The total investment for the project is expected to top out at US$6 billion. While InterOil has won the status of preferred feedstock supplier to the new facility, the consortium has stated, "we will look at gas from other sources and suppliers for future expansion".

And that is where LNG Energy comes in.

LNG Energy has secured the rights to 6 licenses covering a total of 3.4 million hectares in the prolific Papuan and North New Guinea Basin, where InterOil hit its ELK-1 discovery well in June 2006 that flowed at an Absolute Open Flow rate of 150 million cubic feet per day.

LNG has prospects in the productive fairway that have had significant shows of gas from wells drilled in the 50's. This year they will be shooting seismic and drilling multi-TCF targets very near the Interoil discoveries. These are big prospects and as massive infrastructure gets closer to government approval, the interest in explorers like LNG Energy in PNG will increase substantially.

The company is according director David Coehn, well capitalized.

"We're sitting on probably (CA)$28 million and have enough to do everything we want to get done there this year," he said.

The big market for LNG's gas is Japan, closely followed by China and India.

Japan is the world's largest LNG importer, and has so far been buying the gas according to a price formula called S-curve. The formula links LNG prices to crude, but the relationship becomes weaker as crude prices rise to the levels they have recently, making LNG relatively cheap compared with oil. Currently, Japan buys about 40% of the LNG traded globally

Pressed by suppliers to pay more for the liquefied natural gas they use, buyers in Japan are beginning to consider Papua New Guinea as a new source, attracted by its geographic proximity and the possibilities of acquiring equity stakes.

Last year, China overtook the United States as the world's number one emitter of Greenhouse Gases. Air quality in industrial regions of China is notoriously and visibly awful, so the government is motivated to find cleaner alternatives to its predominantly coal-powered infrastructure.

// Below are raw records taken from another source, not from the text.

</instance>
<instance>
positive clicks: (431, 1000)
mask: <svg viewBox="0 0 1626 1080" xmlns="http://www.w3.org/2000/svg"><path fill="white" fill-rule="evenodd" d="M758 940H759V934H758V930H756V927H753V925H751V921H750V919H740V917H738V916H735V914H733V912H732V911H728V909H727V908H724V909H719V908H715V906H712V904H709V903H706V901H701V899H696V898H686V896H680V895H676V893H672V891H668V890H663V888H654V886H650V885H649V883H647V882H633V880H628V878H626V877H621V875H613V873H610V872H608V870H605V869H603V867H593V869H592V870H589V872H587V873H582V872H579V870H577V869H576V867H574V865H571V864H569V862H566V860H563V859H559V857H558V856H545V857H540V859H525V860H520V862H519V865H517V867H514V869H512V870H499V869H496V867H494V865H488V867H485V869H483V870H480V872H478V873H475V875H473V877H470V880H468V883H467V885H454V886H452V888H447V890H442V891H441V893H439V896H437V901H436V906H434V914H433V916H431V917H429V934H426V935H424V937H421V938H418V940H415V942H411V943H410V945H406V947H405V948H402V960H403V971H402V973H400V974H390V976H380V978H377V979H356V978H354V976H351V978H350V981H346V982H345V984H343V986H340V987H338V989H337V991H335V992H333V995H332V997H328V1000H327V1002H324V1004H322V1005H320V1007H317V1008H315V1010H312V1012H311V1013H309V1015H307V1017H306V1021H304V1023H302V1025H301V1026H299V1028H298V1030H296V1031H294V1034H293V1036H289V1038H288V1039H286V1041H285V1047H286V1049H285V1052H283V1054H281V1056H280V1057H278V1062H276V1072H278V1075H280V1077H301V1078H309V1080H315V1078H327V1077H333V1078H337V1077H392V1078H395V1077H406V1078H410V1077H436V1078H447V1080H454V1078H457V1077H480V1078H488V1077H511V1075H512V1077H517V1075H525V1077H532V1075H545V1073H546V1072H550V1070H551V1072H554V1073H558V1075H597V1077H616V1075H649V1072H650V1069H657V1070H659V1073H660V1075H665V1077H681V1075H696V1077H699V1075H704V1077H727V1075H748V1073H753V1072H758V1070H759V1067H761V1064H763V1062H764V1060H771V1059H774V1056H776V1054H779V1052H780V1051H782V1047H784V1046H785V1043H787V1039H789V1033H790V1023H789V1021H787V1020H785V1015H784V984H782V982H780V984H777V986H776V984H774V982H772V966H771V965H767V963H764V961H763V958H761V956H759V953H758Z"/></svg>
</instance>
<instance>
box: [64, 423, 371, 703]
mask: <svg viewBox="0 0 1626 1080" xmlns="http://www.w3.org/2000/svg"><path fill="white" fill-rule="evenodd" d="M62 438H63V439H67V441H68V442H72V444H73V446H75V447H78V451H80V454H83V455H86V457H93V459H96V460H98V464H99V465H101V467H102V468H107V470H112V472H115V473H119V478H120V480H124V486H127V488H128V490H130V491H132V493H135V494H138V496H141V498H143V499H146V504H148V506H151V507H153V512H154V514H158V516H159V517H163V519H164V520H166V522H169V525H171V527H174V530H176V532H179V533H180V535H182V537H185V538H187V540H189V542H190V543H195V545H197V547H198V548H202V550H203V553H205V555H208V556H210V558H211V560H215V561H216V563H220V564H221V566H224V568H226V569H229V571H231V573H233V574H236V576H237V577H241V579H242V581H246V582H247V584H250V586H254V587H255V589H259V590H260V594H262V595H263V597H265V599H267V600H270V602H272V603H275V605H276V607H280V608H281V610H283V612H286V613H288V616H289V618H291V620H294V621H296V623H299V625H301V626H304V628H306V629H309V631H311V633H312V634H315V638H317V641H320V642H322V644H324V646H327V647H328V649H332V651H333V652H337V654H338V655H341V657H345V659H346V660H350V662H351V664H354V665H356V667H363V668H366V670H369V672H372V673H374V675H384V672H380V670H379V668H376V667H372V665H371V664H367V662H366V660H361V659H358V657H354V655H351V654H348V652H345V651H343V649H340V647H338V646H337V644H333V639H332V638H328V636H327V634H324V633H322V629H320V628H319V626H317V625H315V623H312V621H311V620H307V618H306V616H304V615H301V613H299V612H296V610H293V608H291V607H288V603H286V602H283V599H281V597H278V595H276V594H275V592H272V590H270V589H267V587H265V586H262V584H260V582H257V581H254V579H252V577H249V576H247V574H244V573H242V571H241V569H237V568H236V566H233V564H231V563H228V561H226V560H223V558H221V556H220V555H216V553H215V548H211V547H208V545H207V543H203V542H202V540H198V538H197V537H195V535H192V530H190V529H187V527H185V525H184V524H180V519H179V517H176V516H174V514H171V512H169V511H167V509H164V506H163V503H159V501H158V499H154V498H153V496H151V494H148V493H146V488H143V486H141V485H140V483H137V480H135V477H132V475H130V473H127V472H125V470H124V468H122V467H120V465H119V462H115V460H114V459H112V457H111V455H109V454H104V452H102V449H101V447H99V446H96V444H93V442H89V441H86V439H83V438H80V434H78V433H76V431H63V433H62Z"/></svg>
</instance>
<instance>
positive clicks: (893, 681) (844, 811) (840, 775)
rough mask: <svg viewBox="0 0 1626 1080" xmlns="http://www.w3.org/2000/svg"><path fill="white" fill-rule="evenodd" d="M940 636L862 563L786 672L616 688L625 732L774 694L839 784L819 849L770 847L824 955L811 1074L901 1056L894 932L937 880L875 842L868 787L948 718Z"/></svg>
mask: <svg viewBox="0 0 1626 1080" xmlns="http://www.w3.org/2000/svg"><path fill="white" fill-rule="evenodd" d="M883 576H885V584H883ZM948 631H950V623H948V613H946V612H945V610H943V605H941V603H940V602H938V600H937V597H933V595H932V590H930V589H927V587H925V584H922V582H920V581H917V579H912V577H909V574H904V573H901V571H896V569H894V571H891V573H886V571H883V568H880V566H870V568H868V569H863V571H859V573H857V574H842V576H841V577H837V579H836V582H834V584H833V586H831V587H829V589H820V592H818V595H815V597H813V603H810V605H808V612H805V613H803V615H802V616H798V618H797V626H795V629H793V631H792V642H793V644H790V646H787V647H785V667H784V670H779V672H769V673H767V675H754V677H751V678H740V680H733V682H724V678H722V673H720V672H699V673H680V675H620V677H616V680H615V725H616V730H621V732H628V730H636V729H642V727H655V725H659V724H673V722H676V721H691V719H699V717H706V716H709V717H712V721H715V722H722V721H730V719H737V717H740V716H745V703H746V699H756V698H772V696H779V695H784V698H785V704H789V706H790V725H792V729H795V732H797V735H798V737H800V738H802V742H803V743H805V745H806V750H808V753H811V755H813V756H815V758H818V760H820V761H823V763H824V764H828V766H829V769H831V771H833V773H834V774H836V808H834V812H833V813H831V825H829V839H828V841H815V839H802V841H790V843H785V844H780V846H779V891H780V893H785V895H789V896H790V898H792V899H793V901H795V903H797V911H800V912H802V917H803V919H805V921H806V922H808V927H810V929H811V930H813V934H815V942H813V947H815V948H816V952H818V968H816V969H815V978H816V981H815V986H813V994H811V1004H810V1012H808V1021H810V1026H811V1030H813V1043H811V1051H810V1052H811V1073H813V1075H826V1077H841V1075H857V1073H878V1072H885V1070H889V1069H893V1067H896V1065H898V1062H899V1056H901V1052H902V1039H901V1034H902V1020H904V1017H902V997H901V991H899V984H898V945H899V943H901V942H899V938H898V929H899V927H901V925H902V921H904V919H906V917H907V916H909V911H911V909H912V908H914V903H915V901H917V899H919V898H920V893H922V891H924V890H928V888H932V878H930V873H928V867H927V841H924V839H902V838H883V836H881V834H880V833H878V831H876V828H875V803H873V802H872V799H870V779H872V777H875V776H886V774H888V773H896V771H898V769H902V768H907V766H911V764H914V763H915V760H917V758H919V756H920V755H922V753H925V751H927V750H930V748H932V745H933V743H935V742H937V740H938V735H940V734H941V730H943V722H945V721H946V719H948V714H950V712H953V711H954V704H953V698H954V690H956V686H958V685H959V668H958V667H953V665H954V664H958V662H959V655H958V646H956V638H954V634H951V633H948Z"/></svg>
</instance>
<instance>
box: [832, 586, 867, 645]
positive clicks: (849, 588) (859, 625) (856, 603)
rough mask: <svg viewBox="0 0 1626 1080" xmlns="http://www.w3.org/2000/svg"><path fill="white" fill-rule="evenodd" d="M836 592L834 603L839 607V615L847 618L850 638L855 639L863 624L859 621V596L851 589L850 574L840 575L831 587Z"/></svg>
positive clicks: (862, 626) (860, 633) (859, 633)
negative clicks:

From 2000 to 2005, the annual gas consumption in the country increased by 13%, which went up to 46 billion cubic meters in 2005, up 39% year-on-year. With the rapid development of the national economy, the increase of the domestic natural gas production and the establishment of more gas pipelines, China's natural gas demand is predicted to amount to 140 billion cubic meters in 2010, accounting for 7% of the national total primary energy consumption.